1. Kernel space (Kernel Space Cryptographic Implementation)

In the implementation of Kernel space cryptographic algorithms, it is mainly divided into software and hardware operations

  • Software calculation (Software calculation)
    is performed by the CPU for cryptographic algorithm calculations, no additional hardware is required, but it consumes a lot of CPU performance. The source code of Linux Kernel is located under the crypto subsystem
  • Hardware acceleration (Hardware component)
    is assisted by hardware to perform cryptographic algorithm operations (offloading), which does not consume CPU performance, but requires additional hardware.

SoC Component – ​​Many ARM SoC manufacturers will put hardware encryption and decryption components into SoC. The source code of Linux Kernel is mostly located under drivers/crypto. And the design must comply with the Linux crypto framework and cannot be modified privately.

TPM – a high-security hardware security chip specially designed to protect keys and cryptographic operations. The source code of Linux Kernel is located under drivers/char/tpm.

In addition, Intel has launched CPU instructions-Intel® AES NI [9]. This may also be regarded as a kind of hardware acceleration.

2. Crypto API–User space interface

The main function is to provide an interface so that the user space can access the kernel space.
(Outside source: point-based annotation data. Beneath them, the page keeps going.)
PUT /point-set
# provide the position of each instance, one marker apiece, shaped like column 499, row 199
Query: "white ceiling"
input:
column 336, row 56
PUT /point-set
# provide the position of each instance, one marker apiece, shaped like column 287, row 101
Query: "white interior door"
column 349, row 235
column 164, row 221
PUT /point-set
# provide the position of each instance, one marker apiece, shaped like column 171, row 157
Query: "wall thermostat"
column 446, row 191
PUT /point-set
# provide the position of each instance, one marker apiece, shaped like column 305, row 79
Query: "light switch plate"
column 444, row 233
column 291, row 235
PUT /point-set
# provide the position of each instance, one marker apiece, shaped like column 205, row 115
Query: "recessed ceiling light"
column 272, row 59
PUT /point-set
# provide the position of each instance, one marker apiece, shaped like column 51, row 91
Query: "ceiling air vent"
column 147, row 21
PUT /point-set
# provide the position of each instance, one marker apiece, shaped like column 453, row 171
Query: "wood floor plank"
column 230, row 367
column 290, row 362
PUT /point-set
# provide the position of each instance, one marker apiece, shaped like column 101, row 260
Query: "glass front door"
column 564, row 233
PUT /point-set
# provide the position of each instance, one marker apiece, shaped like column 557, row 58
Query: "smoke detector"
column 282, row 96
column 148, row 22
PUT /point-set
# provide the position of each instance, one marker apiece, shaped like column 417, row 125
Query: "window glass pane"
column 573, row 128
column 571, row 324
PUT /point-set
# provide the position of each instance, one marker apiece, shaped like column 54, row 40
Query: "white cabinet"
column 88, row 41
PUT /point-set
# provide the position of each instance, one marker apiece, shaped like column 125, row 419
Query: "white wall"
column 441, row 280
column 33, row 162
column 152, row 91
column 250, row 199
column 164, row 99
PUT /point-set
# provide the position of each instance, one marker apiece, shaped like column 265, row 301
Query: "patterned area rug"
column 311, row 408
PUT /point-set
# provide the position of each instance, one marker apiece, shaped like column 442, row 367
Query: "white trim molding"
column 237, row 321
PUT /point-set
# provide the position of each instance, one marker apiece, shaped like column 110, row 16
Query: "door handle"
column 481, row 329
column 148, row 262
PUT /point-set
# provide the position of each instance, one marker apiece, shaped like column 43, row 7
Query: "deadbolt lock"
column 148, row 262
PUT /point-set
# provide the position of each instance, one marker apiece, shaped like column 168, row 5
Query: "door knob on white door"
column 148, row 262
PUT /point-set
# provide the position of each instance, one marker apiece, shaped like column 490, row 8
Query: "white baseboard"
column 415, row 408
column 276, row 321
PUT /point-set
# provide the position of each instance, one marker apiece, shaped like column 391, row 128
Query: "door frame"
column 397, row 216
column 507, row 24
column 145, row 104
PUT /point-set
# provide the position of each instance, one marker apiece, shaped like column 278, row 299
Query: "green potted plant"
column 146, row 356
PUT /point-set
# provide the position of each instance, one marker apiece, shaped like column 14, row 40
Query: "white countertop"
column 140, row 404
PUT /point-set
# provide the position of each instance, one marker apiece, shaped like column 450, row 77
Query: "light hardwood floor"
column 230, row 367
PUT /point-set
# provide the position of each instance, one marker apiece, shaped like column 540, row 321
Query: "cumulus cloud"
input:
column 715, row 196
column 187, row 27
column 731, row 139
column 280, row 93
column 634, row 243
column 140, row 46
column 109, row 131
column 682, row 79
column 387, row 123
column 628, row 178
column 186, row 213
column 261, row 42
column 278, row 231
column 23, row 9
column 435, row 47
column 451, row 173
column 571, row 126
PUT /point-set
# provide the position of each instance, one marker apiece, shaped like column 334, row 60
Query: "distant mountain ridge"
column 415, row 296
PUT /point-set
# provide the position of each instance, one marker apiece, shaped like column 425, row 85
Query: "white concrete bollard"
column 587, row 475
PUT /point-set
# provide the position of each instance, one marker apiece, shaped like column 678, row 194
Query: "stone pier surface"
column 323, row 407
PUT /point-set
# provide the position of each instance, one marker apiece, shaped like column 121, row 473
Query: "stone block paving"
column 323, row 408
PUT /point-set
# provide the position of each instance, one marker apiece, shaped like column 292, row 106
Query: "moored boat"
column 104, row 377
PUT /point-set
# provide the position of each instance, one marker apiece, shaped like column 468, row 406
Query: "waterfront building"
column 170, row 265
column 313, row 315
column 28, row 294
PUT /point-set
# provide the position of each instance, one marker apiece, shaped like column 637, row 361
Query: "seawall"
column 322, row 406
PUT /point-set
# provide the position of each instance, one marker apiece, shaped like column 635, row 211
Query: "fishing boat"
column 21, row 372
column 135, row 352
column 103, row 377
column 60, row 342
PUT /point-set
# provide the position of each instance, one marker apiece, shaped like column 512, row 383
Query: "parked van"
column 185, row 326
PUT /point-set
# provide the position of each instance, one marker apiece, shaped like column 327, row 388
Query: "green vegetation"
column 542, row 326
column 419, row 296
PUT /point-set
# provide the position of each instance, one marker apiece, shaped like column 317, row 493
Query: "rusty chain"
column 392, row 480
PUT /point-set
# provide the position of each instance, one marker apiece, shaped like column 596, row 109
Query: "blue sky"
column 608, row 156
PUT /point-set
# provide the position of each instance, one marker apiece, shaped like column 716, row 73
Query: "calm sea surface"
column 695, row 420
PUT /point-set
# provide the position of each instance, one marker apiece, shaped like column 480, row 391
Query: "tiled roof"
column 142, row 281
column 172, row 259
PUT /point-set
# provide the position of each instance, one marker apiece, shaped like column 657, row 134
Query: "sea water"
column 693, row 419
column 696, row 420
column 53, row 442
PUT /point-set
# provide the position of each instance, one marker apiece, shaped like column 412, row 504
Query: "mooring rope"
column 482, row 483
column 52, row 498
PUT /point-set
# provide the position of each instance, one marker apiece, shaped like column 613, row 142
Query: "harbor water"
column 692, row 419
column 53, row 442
Currently, the mainstream ones are cryptodev and af_alg

  • CRYPTODEV [12]
    is not in the Linux Kernel, it needs to download, compile and mount the kernel module additionally
  • Use the ioctl interface
    to migrate from the OpenBSD Cryptographic Framework
    OpenSSL supports cryptodev in the early days
  • AF_ALG
    Linux Kernel 2.6.38 began to include, the source code is located in crypto/af_alg.c
  • Use the netlink interface
    OpenSSL v1.1.0 to support AF_ALG (note: In addition, OpenSSL v1.1.0 adds ChaCha20 & Poly1305 encryption and decryption algorithms and removes SSv2)

The official website of cryptodev indicates that the performance of using cryptodev is better than that of AF_ALG, but according to the experiment of [17], the performance difference is not much.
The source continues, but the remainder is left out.